M. Kubát, R. Čech a naše nová doktorandka K. Pelegrinová společně s kolegy J. Hůlou a D. Čížem z Ústavu pro výzkum a aplikace fuzzy modelování dnes prezentovali výzkum zaměřený na analýzu tzv. kontextové specifičnosti na mezinárodní korpusové konferenci SlaviCorp v Praze.
Context Specificity of Lemma. Diachronic analysis
The study deals with the application of the neural networks in the linguistic research
of word semantics. A recently proposed method of measuring Context
Specificity of Lemma (Čech et al. 2018) based on Word Embeddings Word2vec
technique (Mikolov et al. 2013) is introduced and illustrated in the analysis of
the selected lemmas from various fields (e.g. political discourse or IT). The research
is based on the fourth version of SYN series corpora of Czech National
Corpus (Hnátková et al. 2014). The results indicate that the method is applicable
for detecting the semantic development of a lemma and it could have a
potential for linguistic studies. Although neural networks are generally blackbox
methods, our approach enables the linguistic interpretation of the obtained
results. The aim of this contribution is to introduce a method which can detect
semantic changes of a lemma from the diachronic viewpoint.
In word embedding methods, each lemma is represented by a vector. The
size and the orientation of a vector express the position of a lemma in a semantic
multi-dimensional space. Therefore, it is possible to measure similarities
among lemmas. If, in an ideal case, there are two lemmas which occur in the
identical contexts in the whole corpus, the size and orientation of these two
vectors would be identical and, thus, the distance between these two lemmas
equals to zero or, reversely, the similarity between them equals one. In the reality,
each lemma occurs in different contexts, consequently, they are represented
by different vectors which enables us to compute similarities among them.
The method Context Specificity of Lemma (CSL) measures how unique
is the context in which the lemma appears in the corpus. Specifically, if the
lemma occurs in many different contexts, it will have low context specificity.
The context in which the lemma appears is captured with a distributed vector
representation which is assigned to every lemma. In this vector representation,
it is possible to measure the similarities among lemmas. To be more
specific, it means that for each lemma, we can compute its similarity to all
other lemmas. Statistics of these similarities (e.g., a mean value) can be used
for characterizing the Context Specificity of Lemma. The lower the mean of
similarities, the higher the CSL.
Neural networks need huge training data sets to be capable of producing
reliable results.
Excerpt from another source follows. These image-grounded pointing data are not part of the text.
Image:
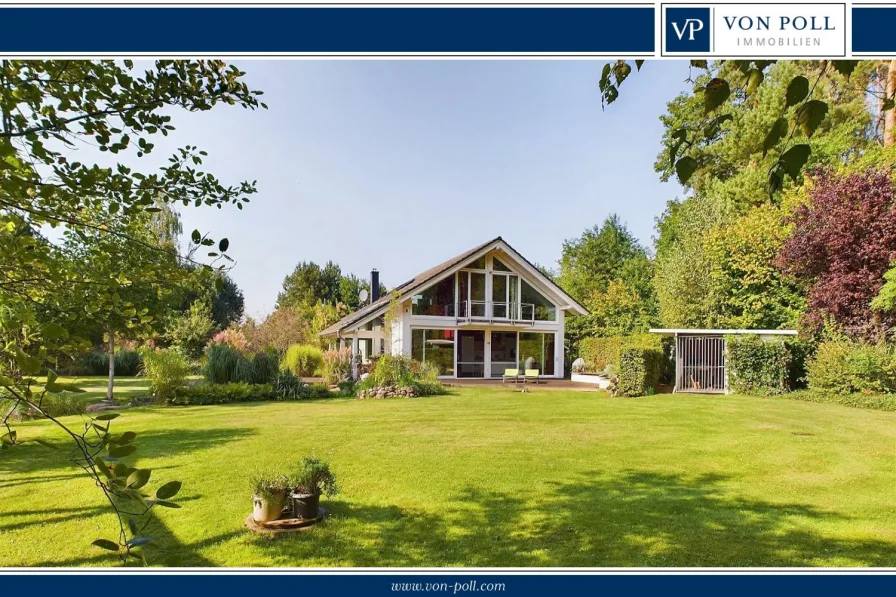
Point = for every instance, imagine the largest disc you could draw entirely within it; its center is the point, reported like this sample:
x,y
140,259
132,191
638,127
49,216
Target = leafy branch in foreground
x,y
81,236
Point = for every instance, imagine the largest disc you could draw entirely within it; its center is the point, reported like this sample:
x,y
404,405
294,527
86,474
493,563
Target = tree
x,y
191,330
309,284
843,242
748,288
730,83
48,111
279,330
602,254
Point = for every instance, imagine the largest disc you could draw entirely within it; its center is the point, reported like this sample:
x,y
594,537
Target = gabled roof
x,y
434,273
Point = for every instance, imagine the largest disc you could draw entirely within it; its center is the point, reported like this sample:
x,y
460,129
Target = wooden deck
x,y
543,384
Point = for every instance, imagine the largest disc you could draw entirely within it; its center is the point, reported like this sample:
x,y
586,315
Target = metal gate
x,y
700,364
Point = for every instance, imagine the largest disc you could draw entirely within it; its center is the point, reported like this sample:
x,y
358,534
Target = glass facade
x,y
436,347
537,352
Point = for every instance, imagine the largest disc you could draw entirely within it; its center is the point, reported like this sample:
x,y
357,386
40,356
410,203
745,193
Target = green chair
x,y
511,375
531,375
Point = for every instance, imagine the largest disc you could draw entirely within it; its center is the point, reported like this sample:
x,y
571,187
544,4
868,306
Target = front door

We therefore decided to use one of largest Czech corpora –
the fourth version of SYN series corpora (Hnátková et al. 2014). The size of
the SYN_V4 is 3,626 billion tokens. The SYN corpus is not representative;
the dominant component is journalism. Beside journalism there are other
two text types: fiction and technical literature. Only journalistic texts were
selected for the analysis. The final corpus of our study consists of more than
3 billion tokens (3,045,389,630) and more than one hundred thousand types
(102,707). In order to avoid a bias caused by low frequencies, all lemmas with
frequency less than 70 were omitted (f ≤ 69). Since the goal is to analyse diachronic
development of the CSL, we divided the data into 19 subcorpora that
each represents one year. Only the subcorpus 1990-1996 consists of texts
from several years because of the small data sizes.